This series, brought to you by Yahoo! Finance, looks at which upgrades and downgrades make sense, and which ones investors should act on. Today, we'll find out why Cedar Fair
What goes up, must come down
Cedar Fair shareholders have been treated to a pretty wild ride over the past year, as their shares gained 61% in value to hit a new 52-week-high of $32.95. Unfortunately, one analyst has decided to play killjoy at the amusement park operator's party yesterday, as Hilliard Lyons announced a downgrade to "neutral."
What's got Hilliard feeling so down about Cedar Fair these days? Probably, it's as simple as the law of gravity: What goes up, must come down. And in the case of Cedar Fair, "what goes up" is the stock price, and "what comes down" is... also the stock price.
So here's the problem in a nutshell. On the one hand, Cedar is a great dividend play for investors who like to get their profits in the form of quarterly dividend checks -- 5% payouts, year-in and year-out. And yet, at a share price that's now hit 20 times earnings, despite Wall Street pegging the firm for only 6% annual long-term growth prospects, 5% is probably all the profits investors can expect to get. Moreover, if Cedar Fair shares return to more reasonable, traditional levels of valuation, it would take a near-halving of share price to get the stock down to a level where P/E equals the sum of the stock's dividend, plus its projected growth rate: ground zero for "fair price" among value investors. Buyer beware.
Viva la Vivus!
Speaking of reasons to be wary, the stock scaremongers at Citron Research just issued a frightening report about Vivus. Claiming it's "astounded by the weakness of Vivus' intellectual property protection," and warning that lack of "strong patent protection" is a key weakness for the company -- whose shares leapt 14% in trading on Wednesday, after Vivus confirmed its receipt of FDA approval for its new Qsymia diet drug -- Citron is waving investors away from the stock, and possibly prepping for a short attack.
Undeterred by the rumors, analysts at MLV & Co. have elected to go ahead and up their price target on Vivus in response to the good news from FDA. While not quite as optimistic about the stock as their peers at Brean Murray (who yesterday set a $52 price target on Vivus), MLV still thinks the shares are worth more than they're selling for on the open market today, and believes Vivus will hit $40 within a year. Are they right?

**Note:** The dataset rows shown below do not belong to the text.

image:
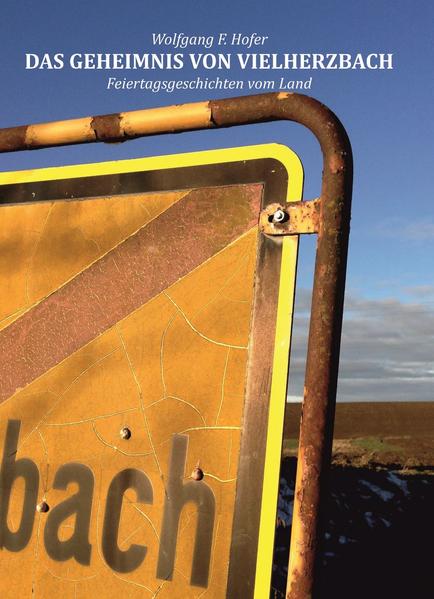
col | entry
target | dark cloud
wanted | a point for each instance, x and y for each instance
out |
(387, 350)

Unfortunately, it's really too soon to tell. For the time being Qsymia isn't yet on the market, and until it is, there's no way of knowing precisely how well it will sell, or how profitable it will be for the company. Lacking revenue numbers, much less profits numbers to work from, investors are best advised to stay away from this stock till the picture gets a bit clearer. Citron's warning, right or wrong, just gives you a second reason to do what you should be doing anyway, i.e., nothing for now.

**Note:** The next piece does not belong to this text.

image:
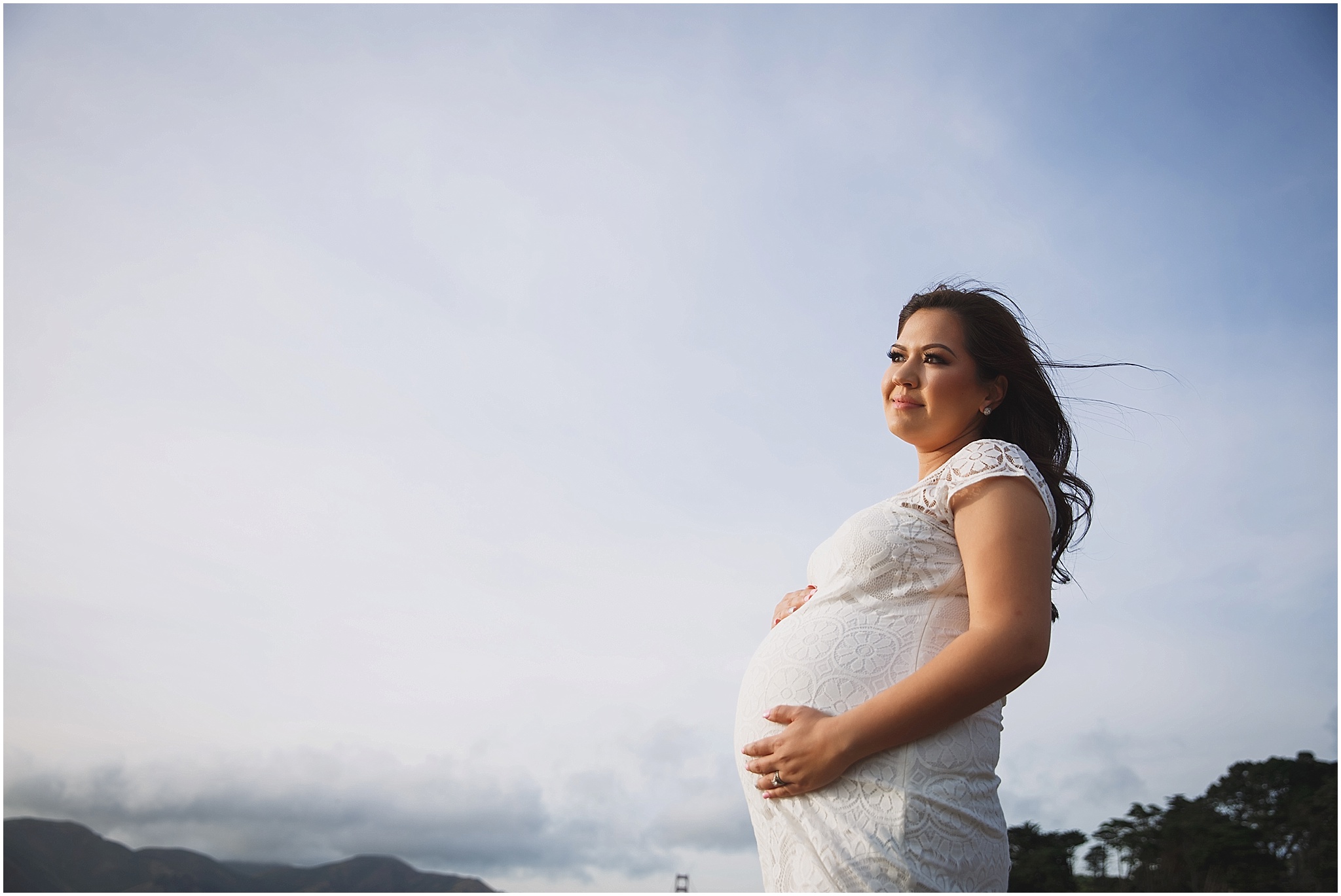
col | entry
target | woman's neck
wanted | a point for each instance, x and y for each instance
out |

eBay: Should have just "bought it now"
Fortunately for investors, Vivus isn't the only company getting higher marks on Wall Street. Thanks to the folks at stock shop Benchmark, we also have a new price target on eBay to examine. After beating Wall Street estimates on both revenue (which came in at $3.4 billion) and earnings ($0.55 pro forma) alike, eBay shares leapt to a new 52-week high.
Analysts at Benchmark think it could go even higher -- going as far as $50 a share over the course of the next year. They may be right, but don't bet your life savings on it.

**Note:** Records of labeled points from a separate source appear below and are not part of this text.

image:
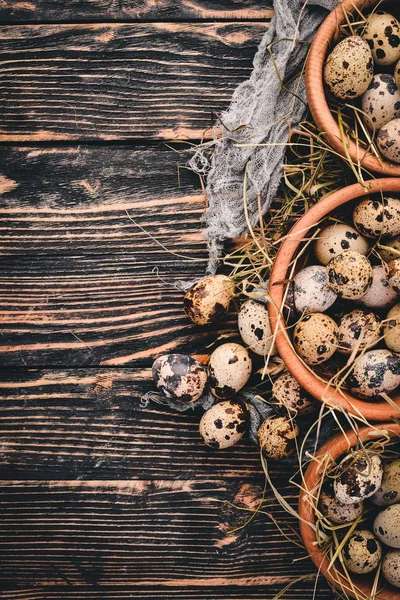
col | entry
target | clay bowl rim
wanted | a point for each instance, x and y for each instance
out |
(334, 448)
(372, 411)
(316, 95)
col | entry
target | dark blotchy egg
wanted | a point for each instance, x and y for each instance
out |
(359, 478)
(349, 68)
(362, 553)
(224, 424)
(229, 370)
(375, 217)
(311, 292)
(315, 338)
(374, 373)
(387, 526)
(332, 240)
(209, 299)
(180, 377)
(358, 329)
(381, 101)
(382, 33)
(350, 275)
(254, 327)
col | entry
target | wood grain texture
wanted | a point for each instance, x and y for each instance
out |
(118, 81)
(99, 200)
(33, 11)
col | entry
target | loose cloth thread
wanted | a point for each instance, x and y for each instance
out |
(260, 112)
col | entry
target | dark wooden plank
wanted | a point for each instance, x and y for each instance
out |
(91, 423)
(110, 310)
(119, 81)
(82, 199)
(139, 533)
(33, 11)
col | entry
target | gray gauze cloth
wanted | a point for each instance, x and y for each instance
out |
(259, 113)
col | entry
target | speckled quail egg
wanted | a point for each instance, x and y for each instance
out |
(277, 436)
(332, 240)
(389, 249)
(380, 294)
(382, 33)
(209, 299)
(349, 68)
(228, 370)
(381, 102)
(311, 291)
(315, 338)
(375, 217)
(288, 395)
(391, 567)
(374, 373)
(358, 329)
(349, 275)
(391, 329)
(224, 424)
(388, 140)
(254, 327)
(389, 490)
(362, 553)
(387, 526)
(360, 477)
(180, 377)
(336, 511)
(394, 274)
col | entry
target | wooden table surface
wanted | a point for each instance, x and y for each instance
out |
(103, 497)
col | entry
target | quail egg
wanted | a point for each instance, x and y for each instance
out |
(332, 240)
(375, 217)
(362, 553)
(374, 373)
(209, 299)
(224, 424)
(380, 294)
(394, 274)
(389, 249)
(229, 370)
(254, 327)
(336, 511)
(359, 478)
(358, 329)
(180, 377)
(382, 33)
(277, 436)
(311, 291)
(288, 395)
(315, 338)
(349, 68)
(391, 567)
(391, 330)
(389, 490)
(387, 526)
(350, 275)
(388, 140)
(381, 102)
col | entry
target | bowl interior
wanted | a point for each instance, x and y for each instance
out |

Sure, on the one hand, eBay beat Street estimates with a stick, and kudos to them for it. On the other hand, though, the $3.7 billion eBay has earned over the past year still isn't enough to justify a P/E ratio of 15.5. Not with analysts convinced eBay cannot grow faster than 13.5% per year, it isn't. Plus, anemic free cash flow at the company (a mere $1.9 billion generated over the past 12 months) tells us that eBay is really only about half as profitable on a cash basis, as its GAAP numbers suggest.
Long story short, it's dangerous to go long eBay. Adventurous investors might even want to take advantage of Wall Street's failure to read the cash flow statement -- perish the thought -- and go short.